Simple walking packs a serious punch in health benefits.  Walking requires minimal preparation, equipment or time to tally up miles of healthy perks.

Once you've laced up your shoes, and donned your iPod, you can expect  30-minute walk to help you lose weight, prevent cancer, diabetes and heart disease, ward off depression, tone muscles, prevent bone loss, hip fracture and gall stone attacks, increase good cholesterol and decrease impotence, insomnia and stress levels.  You'll live a longer, healthier life, simply by walking out the door.

How much does it take?

Not as much as you might think.  A study published by the American Journal of Clinical Nutrition looked at groups who worked out at various intensities and how much weight they lost.  They found weight loss occurred with as little as 30 minutes of low to moderate intensity walking (about 12 miles per week).   The more subjects walked, the more they lost. 

Another study, published in the Journal of the American Medical Association reports that women who walk four hours per week were at significantly lower risk for developing breast cancer.

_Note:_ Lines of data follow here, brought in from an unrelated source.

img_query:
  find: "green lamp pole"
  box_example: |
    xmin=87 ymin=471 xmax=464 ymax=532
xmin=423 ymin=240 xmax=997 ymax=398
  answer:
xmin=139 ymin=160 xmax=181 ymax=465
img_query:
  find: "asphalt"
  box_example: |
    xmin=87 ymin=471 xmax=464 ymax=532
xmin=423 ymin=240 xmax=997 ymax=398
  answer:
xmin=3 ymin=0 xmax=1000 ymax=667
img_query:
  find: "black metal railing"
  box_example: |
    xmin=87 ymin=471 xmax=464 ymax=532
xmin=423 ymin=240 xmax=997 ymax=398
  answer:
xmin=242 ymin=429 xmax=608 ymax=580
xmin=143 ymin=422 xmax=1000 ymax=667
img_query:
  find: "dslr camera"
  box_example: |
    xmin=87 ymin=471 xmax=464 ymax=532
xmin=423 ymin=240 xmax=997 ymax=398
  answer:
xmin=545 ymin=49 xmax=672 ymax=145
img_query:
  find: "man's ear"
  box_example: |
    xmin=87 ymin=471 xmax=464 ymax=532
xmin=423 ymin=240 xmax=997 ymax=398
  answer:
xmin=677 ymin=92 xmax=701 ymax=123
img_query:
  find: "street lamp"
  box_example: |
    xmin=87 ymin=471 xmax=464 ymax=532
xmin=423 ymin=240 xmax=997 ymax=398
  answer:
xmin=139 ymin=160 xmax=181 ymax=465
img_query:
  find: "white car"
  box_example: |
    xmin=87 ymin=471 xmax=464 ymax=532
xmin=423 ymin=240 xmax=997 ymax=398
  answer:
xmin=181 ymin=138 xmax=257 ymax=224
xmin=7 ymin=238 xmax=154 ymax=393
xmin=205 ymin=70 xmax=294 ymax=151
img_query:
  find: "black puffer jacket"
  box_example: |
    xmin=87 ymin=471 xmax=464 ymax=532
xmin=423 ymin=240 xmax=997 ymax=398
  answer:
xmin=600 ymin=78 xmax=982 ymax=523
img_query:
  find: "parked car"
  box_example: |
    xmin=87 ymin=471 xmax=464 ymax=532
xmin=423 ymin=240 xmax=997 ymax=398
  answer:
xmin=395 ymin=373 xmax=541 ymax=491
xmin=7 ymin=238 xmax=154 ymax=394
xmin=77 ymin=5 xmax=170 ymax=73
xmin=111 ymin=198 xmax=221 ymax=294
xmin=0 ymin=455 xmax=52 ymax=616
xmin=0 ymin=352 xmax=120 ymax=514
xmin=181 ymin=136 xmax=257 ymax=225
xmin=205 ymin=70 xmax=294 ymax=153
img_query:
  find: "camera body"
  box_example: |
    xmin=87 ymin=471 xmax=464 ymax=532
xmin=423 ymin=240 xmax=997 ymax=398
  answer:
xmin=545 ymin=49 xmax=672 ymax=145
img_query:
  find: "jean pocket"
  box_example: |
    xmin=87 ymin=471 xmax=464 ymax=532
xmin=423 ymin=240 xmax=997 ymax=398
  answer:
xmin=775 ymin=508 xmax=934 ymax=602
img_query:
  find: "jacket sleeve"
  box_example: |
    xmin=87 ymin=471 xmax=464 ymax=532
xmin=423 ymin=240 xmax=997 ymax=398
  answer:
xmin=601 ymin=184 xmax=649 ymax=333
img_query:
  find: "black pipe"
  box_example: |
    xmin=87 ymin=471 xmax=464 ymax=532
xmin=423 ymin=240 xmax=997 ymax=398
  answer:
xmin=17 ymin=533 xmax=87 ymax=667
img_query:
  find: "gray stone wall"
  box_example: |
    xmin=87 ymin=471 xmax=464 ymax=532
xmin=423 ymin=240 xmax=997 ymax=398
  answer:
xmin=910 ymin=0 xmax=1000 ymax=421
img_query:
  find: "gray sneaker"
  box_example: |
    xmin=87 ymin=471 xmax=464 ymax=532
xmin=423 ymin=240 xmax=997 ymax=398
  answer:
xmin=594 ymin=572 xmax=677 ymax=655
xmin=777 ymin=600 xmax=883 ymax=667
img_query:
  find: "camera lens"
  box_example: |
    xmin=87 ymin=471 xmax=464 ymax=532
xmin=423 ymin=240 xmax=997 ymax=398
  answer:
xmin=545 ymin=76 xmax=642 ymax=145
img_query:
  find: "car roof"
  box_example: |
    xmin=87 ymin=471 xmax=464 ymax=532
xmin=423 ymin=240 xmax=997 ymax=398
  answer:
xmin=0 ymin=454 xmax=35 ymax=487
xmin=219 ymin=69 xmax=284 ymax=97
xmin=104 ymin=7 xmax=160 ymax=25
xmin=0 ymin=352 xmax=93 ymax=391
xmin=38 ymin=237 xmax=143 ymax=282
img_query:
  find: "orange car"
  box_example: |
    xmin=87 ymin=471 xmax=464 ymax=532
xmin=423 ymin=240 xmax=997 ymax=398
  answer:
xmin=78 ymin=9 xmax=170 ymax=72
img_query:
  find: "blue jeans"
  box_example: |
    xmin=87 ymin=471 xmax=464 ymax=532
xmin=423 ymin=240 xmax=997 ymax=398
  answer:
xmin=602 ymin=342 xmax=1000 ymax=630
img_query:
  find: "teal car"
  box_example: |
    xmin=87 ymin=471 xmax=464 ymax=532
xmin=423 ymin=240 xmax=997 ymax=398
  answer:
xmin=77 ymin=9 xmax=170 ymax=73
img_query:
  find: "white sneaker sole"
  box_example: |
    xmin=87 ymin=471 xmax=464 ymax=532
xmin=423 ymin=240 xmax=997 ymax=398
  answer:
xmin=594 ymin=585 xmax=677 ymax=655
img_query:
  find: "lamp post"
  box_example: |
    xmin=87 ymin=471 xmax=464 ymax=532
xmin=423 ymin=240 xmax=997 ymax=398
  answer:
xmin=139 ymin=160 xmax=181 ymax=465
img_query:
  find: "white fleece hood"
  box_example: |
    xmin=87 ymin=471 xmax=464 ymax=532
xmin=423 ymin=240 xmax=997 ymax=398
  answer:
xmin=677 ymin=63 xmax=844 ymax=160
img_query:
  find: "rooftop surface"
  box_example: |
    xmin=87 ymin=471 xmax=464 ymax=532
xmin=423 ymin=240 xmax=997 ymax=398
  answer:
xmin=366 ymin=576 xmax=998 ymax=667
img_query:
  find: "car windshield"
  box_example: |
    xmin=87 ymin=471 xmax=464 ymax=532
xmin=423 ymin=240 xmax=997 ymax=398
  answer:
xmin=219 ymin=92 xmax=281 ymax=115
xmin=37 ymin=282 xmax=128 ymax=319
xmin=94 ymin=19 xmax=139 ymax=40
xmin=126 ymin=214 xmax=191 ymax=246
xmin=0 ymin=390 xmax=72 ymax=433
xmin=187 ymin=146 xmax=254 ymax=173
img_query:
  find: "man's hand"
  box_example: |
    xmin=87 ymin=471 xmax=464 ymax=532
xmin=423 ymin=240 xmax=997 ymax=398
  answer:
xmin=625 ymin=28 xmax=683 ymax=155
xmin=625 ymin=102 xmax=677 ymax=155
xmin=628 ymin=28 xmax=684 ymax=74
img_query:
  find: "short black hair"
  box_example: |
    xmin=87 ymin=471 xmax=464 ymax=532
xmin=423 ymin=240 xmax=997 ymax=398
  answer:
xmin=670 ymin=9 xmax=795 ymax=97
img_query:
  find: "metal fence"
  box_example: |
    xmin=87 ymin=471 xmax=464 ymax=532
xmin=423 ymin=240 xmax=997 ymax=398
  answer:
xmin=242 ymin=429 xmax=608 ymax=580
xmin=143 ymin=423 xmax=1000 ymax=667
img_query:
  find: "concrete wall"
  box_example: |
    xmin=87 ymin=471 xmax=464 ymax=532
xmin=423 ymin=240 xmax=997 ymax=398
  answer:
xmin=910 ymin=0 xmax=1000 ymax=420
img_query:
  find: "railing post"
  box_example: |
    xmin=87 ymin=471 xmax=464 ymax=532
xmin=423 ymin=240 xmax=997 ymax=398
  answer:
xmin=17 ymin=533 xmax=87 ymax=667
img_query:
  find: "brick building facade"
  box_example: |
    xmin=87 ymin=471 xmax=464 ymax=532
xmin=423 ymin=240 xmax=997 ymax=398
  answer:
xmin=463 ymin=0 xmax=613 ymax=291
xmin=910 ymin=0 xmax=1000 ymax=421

The American Heart Association says:

Walking has the lowest dropout rate of any physical activity, and is the simplest positive change individuals can make to effectively improve their heart health. For every hour of brisk walking you do, you may live two hours longer.

Additionally, walking for at least 30 minutes on most days of the week can help you:

  • Reduce the risk of coronary heart disease
  • Improve blood pressure and blood sugar levels
  • Improve blood lipid profile
  • Maintain body weight and lower the risk of obesity
  • Enhance mental wellbeing
  • Reduce the risk of osteoporosis
  • Reduce the risk of breast and colon cancer
  • Reduce the risk of non-insulin dependent (type 2) diabetes

How fast do you have to go?

When you're just getting started, take it easy.  You want to walk fast enough that your heartrate speeds up but you can still carry on a conversation.  Gradually, pick up the pace until you can cover approximately one mile every 15 minutes to burn about 100 calories per mile. 

How far and how long?

If your goal is to walk 12 miles/week, you'll need to walk at least 2 miles (and 30 minutes) six days per week.  If you're going for that breast cancer reduction goal of 4 hours per week - you'll need to walk for 40 minutes, 6 days per week. 

What about hills? 

You might burn significantly more calories (3-5 per minute) by adding hills to your route because you'll work the large muscle groups in your thigh and buttocks.  You'll also work your heart and lungs a little harder by bumping up the intensity of your walk. 

There's no easier way to add exercise into your life than walking.  So, grab the dog, your children and go.